Of course, someone had asked about Mansell Quinn. None of the family had lived in Castleton, but everyone seemed to have friends who did. It was Uncle John who couldn’t believe that Quinn had been let out of prison.
‘Life?’ he said. ‘Thirteen years isn’t life. I’ve had dogs that lived twice as long as that.’
And that had started Matt off. He had a regular grumble about prisons, which he said were subsidized competition for dairy farmers.
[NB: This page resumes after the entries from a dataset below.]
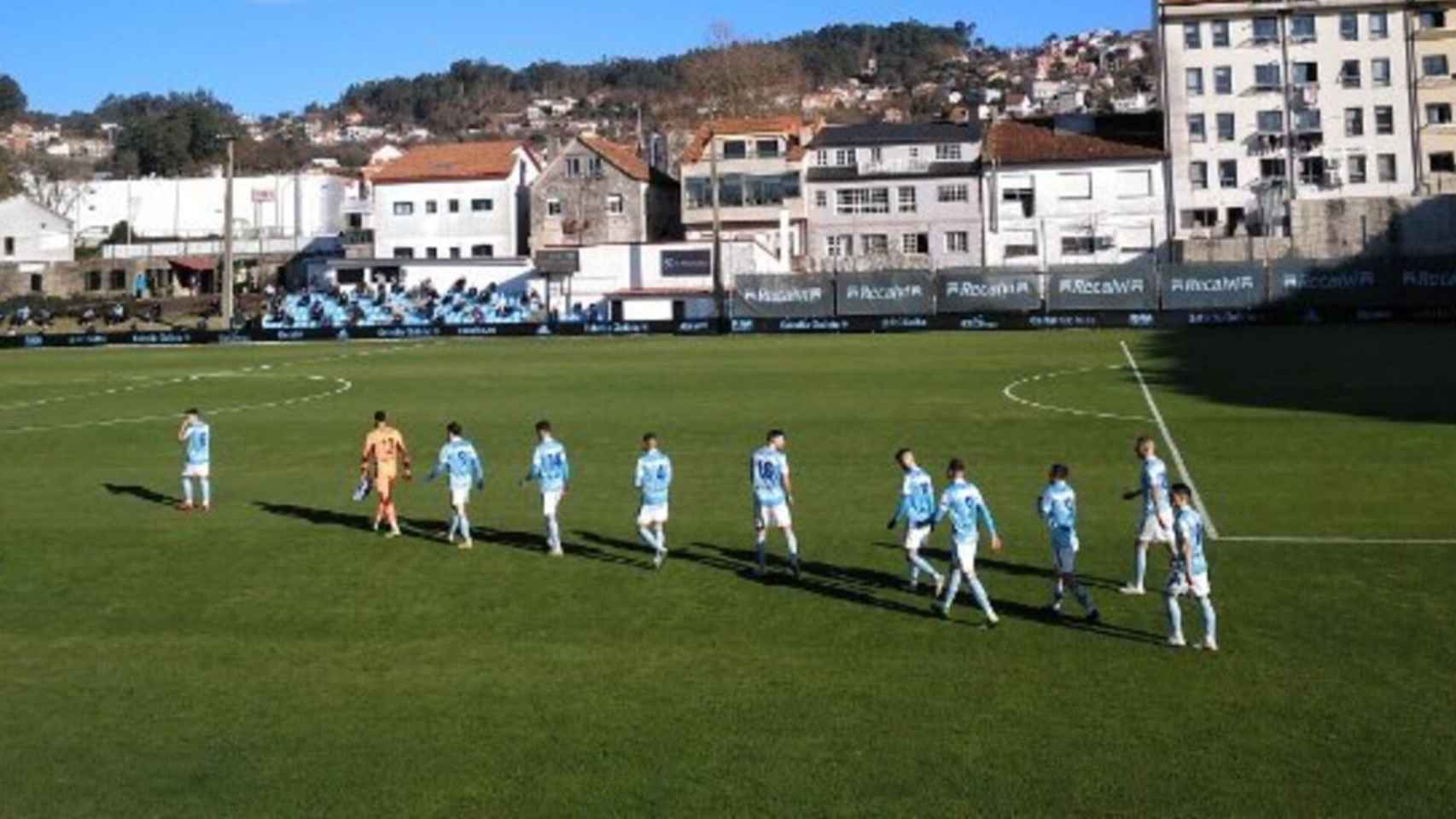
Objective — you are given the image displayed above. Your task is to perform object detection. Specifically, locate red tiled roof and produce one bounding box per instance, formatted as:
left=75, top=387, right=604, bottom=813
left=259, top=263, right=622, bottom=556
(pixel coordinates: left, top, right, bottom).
left=986, top=121, right=1165, bottom=165
left=577, top=134, right=652, bottom=182
left=373, top=141, right=536, bottom=185
left=683, top=115, right=817, bottom=165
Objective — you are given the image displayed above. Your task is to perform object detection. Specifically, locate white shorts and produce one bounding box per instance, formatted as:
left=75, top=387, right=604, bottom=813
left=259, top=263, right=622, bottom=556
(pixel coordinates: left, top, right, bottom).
left=753, top=503, right=794, bottom=530
left=951, top=535, right=980, bottom=575
left=1137, top=515, right=1174, bottom=543
left=1163, top=572, right=1213, bottom=598
left=638, top=503, right=667, bottom=526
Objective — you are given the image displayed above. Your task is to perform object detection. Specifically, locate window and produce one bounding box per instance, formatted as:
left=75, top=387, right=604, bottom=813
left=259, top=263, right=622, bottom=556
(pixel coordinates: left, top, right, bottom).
left=1370, top=12, right=1390, bottom=39
left=1254, top=17, right=1278, bottom=45
left=1213, top=66, right=1233, bottom=96
left=1254, top=62, right=1280, bottom=90
left=1185, top=68, right=1203, bottom=96
left=1374, top=154, right=1395, bottom=182
left=935, top=185, right=971, bottom=204
left=1340, top=12, right=1360, bottom=41
left=1002, top=229, right=1040, bottom=259
left=900, top=186, right=916, bottom=214
left=1219, top=113, right=1235, bottom=142
left=1210, top=20, right=1229, bottom=48
left=1057, top=173, right=1092, bottom=200
left=1184, top=23, right=1203, bottom=49
left=1340, top=60, right=1360, bottom=89
left=1188, top=161, right=1208, bottom=190
left=1219, top=159, right=1239, bottom=189
left=835, top=188, right=889, bottom=215
left=1289, top=15, right=1319, bottom=42
left=1188, top=113, right=1208, bottom=142
left=859, top=233, right=889, bottom=256
left=1345, top=154, right=1366, bottom=185
left=1370, top=57, right=1390, bottom=89
left=1374, top=105, right=1395, bottom=136
left=1345, top=107, right=1365, bottom=136
left=1117, top=171, right=1153, bottom=200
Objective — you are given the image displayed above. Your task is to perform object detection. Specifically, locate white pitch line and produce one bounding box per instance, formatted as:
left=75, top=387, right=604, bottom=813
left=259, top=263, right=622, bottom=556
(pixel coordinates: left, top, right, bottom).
left=1002, top=363, right=1151, bottom=423
left=1118, top=342, right=1219, bottom=540
left=1219, top=535, right=1456, bottom=545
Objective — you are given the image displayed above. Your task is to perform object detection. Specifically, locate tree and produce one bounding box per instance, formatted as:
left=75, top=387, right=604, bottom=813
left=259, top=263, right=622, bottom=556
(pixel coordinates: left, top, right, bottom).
left=0, top=74, right=29, bottom=125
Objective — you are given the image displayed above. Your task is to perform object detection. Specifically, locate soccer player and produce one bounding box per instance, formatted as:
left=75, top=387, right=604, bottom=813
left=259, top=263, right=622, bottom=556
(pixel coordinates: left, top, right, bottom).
left=1037, top=464, right=1102, bottom=623
left=885, top=450, right=945, bottom=600
left=1163, top=483, right=1219, bottom=652
left=178, top=409, right=213, bottom=512
left=1120, top=435, right=1174, bottom=595
left=359, top=410, right=414, bottom=538
left=934, top=458, right=1002, bottom=629
left=748, top=429, right=804, bottom=580
left=521, top=421, right=571, bottom=557
left=633, top=432, right=673, bottom=569
left=425, top=421, right=485, bottom=549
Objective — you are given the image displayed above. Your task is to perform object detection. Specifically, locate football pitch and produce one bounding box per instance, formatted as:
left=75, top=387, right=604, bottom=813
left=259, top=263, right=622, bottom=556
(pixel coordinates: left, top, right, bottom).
left=0, top=326, right=1456, bottom=817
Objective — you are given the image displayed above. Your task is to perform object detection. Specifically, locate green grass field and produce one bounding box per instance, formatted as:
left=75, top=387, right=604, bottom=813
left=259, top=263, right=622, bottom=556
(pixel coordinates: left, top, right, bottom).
left=0, top=326, right=1456, bottom=817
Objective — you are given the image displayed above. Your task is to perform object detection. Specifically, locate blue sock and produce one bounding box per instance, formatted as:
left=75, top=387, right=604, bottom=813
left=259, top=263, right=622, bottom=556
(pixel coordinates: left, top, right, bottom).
left=1198, top=598, right=1219, bottom=643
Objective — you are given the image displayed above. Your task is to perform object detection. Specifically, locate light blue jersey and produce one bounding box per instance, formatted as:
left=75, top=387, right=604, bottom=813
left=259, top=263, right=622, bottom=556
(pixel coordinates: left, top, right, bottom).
left=1172, top=506, right=1208, bottom=578
left=527, top=439, right=571, bottom=491
left=182, top=421, right=213, bottom=467
left=894, top=467, right=935, bottom=530
left=935, top=479, right=996, bottom=543
left=748, top=446, right=789, bottom=506
left=1140, top=456, right=1172, bottom=518
left=635, top=450, right=673, bottom=506
left=428, top=438, right=485, bottom=487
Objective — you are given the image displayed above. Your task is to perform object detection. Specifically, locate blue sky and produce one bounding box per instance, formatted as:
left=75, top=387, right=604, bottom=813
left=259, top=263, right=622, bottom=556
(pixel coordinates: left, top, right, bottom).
left=0, top=0, right=1150, bottom=113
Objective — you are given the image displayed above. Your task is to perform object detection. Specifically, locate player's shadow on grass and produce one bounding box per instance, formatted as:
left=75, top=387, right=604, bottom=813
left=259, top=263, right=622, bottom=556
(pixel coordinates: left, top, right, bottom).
left=102, top=483, right=182, bottom=506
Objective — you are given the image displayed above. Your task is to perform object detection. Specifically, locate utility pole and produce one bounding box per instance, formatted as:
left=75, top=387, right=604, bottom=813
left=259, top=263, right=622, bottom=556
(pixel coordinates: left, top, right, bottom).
left=221, top=136, right=233, bottom=330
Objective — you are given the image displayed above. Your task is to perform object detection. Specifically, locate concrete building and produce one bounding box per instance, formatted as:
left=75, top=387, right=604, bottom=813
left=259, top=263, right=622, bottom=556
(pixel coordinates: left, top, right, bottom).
left=0, top=196, right=76, bottom=266
left=680, top=116, right=815, bottom=266
left=983, top=115, right=1169, bottom=269
left=1156, top=0, right=1417, bottom=239
left=532, top=134, right=681, bottom=247
left=804, top=122, right=981, bottom=270
left=1411, top=3, right=1456, bottom=195
left=370, top=141, right=540, bottom=259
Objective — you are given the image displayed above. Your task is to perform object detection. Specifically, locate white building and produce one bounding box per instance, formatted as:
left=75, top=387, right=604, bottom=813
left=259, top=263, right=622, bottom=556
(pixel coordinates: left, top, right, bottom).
left=371, top=141, right=542, bottom=259
left=1156, top=0, right=1417, bottom=239
left=983, top=116, right=1169, bottom=269
left=0, top=196, right=76, bottom=264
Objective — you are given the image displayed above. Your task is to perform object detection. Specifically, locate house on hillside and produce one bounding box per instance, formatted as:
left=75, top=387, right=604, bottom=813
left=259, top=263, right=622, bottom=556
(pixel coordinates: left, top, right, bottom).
left=530, top=134, right=681, bottom=247
left=370, top=141, right=540, bottom=259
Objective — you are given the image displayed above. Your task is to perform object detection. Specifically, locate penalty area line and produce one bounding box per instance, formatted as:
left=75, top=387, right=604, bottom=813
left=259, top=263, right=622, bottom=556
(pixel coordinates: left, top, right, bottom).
left=1118, top=342, right=1220, bottom=540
Prison farms produced twenty million pints of milk each year, not to mention goal nets for most of the English league football clubs.
‘And taxpayers like me shell out twenty-five thousand pounds a year to keep a prisoner inside doing that work,’ he said. ‘I’m paying to put myself out of business. Make sense of that, if you can.’
When the rain began to fall again, Cooper was surprised how good it felt. For a while, the splashes dried on the ground as soon as they’d fallen. And then the rhythm increased, and soon the drops were hissing through the trees and into the grass. Cooper held out his hands and let the rain gather in his palms, the way he’d done as a child.
Somehow, he seemed to have taken a long time to get to the age of thirty. The years since he was eighteen had lasted forever. The death of his father had begun to feel as though it had happened in an entirely different existence, from which he was only now emerging, like a man staggering from the water after a cross-Channel swim. The trouble was, he wasn’t quite sure whether this was a good or bad thing, whether he wanted to leave the old life behind or needed to hang on to it for safety.
Cooper walked along the side wall of the yard, where he knew he’d be out of range of the movement sensors that set off the security lights. Matt had installed the lights a few years ago after a spate of thefts from equipment sheds in the area. He’d lost a generator one night, and that had been the last straw. But the sensors couldn’t cover every corner, so they were directed on the main approaches and weren’t designed to catch people slipping away between the jumble of buildings, as Cooper was now.